Holy Week Reflections: The Dark Night

Can someone really experience a "dark" moment in his spirituality?

One of the many talks hosted by the university I am in was attended to by a priest who happened to be a scientist as well. His talk focused on moral theology and how Christians respond to the dynamism of the modern times. He made mention of Mother Theresa who, for 50 years, experienced a "dark" moment during her spirituality, where she prayed and held her faith firmly but she felt that "no one was there to listen".

Can we really experience such? Or is it a matter of personal perspective? Did Mother Theresa simply lack faith? Or is it the will of God that made her feel that way?
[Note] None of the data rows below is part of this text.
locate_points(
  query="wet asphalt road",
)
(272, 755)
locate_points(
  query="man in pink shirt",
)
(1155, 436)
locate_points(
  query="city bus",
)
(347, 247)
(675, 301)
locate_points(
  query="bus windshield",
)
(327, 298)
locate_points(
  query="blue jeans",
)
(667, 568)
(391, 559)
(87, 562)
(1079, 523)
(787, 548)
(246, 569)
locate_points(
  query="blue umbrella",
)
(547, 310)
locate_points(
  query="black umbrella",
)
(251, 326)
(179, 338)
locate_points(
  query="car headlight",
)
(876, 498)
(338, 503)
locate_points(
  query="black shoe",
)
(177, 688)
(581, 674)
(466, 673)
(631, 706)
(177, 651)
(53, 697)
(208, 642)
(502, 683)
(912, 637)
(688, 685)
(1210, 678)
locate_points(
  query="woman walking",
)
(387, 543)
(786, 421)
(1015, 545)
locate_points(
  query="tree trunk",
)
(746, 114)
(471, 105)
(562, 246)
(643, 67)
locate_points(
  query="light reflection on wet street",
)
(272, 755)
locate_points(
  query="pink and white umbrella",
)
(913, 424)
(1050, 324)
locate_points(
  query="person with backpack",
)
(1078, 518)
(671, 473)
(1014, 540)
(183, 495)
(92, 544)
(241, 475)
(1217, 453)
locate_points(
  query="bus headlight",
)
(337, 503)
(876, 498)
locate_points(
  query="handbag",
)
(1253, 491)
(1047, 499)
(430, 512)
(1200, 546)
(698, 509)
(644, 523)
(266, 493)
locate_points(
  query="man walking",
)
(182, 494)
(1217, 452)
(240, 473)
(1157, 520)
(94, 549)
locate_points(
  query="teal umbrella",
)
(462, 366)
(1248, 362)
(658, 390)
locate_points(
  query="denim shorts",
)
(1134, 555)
I could not deny that at some point in my spirituality, I have been experiencing "dark" moments too--when I feel no one seems to listen, or at least, I have this intention to reflect, ponder upon my thoughts, and clean my heart from the worldliness it has, but something holds me back. It scares me to end up like what Mother Theresa had experienced.

This Holy Week, I feel that way. I wanted to reflect, to seek out my soul, so have a quiet moment with God, a retreat for myself, but when I try to do so, something stops me from doing it. Is it the fear that no one might be listening? Is it the fear that whatever I do, I will still sin? I do not, really. But here's one thing I know. For sure.

When Jesus prayed at the Garden of Gethsemane, He sure had His darkest night. It seemed that no one listened. It seemed His words were never heard. Yes, His disciples cam with Him, but they fell asleep when they were there, leaving Him all alone. He prayed so hard, so fearfully, that his sweat was turned to blood.

If Jesus indeed felt this dark moment in His life, then we sure will feel it too, but I am sure He will not let us down. He sacrificed His own life for us to be loved--that alone is an assurance that He would always be here to listen. We simply have to hold on to our faith more firmly than ever, and surely, He will lead us to comfort.

Pray that when the darkest moments of your spirituality test you, you would remember His sweet words seconds before He was arrested: "let that the love you have with Me be with them and that I myself may be in them."